Выход в свет книги Шпенглера, последовавшие за ним многочисленные отклики, философские статьи, рецензии и т. п., в которых проявился живой интерес как к изложенной концепции, так и к личности философа, свидетельствовали о том, что в первой трети XX века фаустовский человек был выделен в самодостаточный культурный тип личности, сформировавшийся в объективной реальности и ставший предметом философского осмысления. В современной философии и культурологии понятие «фаустовский человек» упоминалось довольно часто и подразумевало, прежде всего, характеристику человека XX века как творца цивилизации. При этом определение «фаустовский» имело исключительно символический смысл, отсылающий к Гете, но не к Шпенглеру. Тип такого человека описывает, например, Ю. Боргош: «Фаустовский человек – это человек, полный внутренних противоречий: автокреативный и авто-деструктивный одновременно. Автокреативный, поскольку творит собственную культуру и цивилизацию: благодаря собственным способностям и стремлению к познанию творит материальные и духовные ценности, с помощью им же созданной техники подчиняет себе природу, развивает себя и свой мир. Автодеструктивный, поскольку одновременно является угрозой для себя самого, для природы, культуры, цивилизации, – уничтожает биологические условия своего существования, создает технические силы и средства, который оборачиваются против него самого, разрушает себя физически и психически» [68, с. 29]. Между тем образ фаустовского человека значительно шире и не ограничивается лишь аспектами цивилизаторской деятельности, поскольку наряду с «деятельным, волевым фаустовским инстинктом» [69, с. 527] включает в себя иные типы «фаустовского жизнечувствования», которые будут акцентированы в литературе модернизма: «"Непонятый художник", "умирающий с голоду поэт", "осмеянный изобретатель", мыслитель, "который будет понят лишь в веках" – вот типы эсотерической культуры[11]. В основе этих судеб лежит пафос дистанции, в котором сокрыта тяга к бесконечному и, значит, воля к власти. Они столь же необходимы в рамках фаустовского человечества, притом со времен готики и вплоть до современности, сколь и немыслимы среди аполлонических людей» [69, с. 512].
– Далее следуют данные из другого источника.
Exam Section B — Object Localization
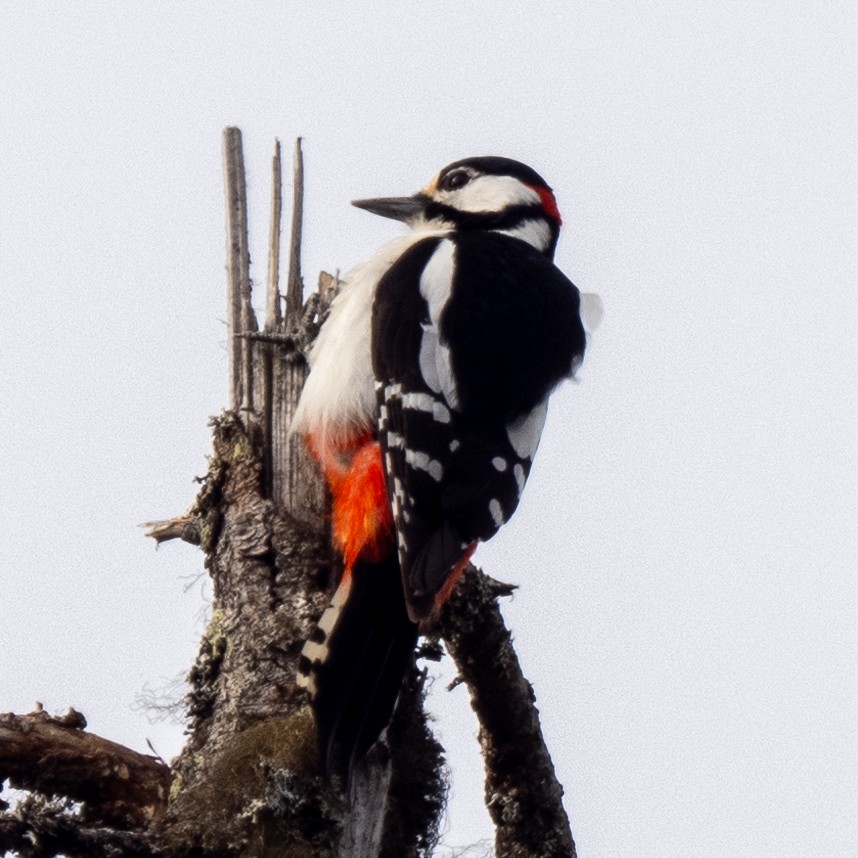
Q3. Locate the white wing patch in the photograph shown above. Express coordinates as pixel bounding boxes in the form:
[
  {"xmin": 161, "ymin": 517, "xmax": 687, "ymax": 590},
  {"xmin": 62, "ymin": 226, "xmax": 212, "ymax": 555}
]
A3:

Фаустовский человек, таким образом, явился носителем особого типа креативного сознания (фаустовского сознания), основу которого составляло творческое, деятельное начало, устремленное к вечному познанию и направленное на преображение мира. Склонность фаустовского сознания одновременно к саморазвитию и саморазрушению определили его катастрофическую природу и внутренний трагизм, которые наиболее ярко отразил XX век. В этот период образ фаустовского человека как никогда противоречив и многогранен. Из многих традиционных составляющих его духовной сущности, обозначенных Шпенглером, на первый план выходят восприятие жизни как противостояния, борьбы, противостояние судьбе, стремление «согнуть смысл культуры» [69, с. 406]; вечная неудовлетворенность собственным бытием и воля к безграничной власти; единение в характере прагматизма и романтики – мечта о совершенном мире и практическое его переустройство; пристальный интерес к окружающей действительности – т. е. «к той стороне, власть над которой составляет все содержание жизни фаустовского человека» [70, с. 442]; и в то же время свойственная художнику способность сотворить свой мир, подняться над реальностью – «Летать, освободиться от земли, затеряться в далях мирового пространства» [69, с. 456]; тенденция к соборности, индивидуализм коллективного и чувство безграничного одиночества, в котором уже чувствуется отголосок экзистенциальности.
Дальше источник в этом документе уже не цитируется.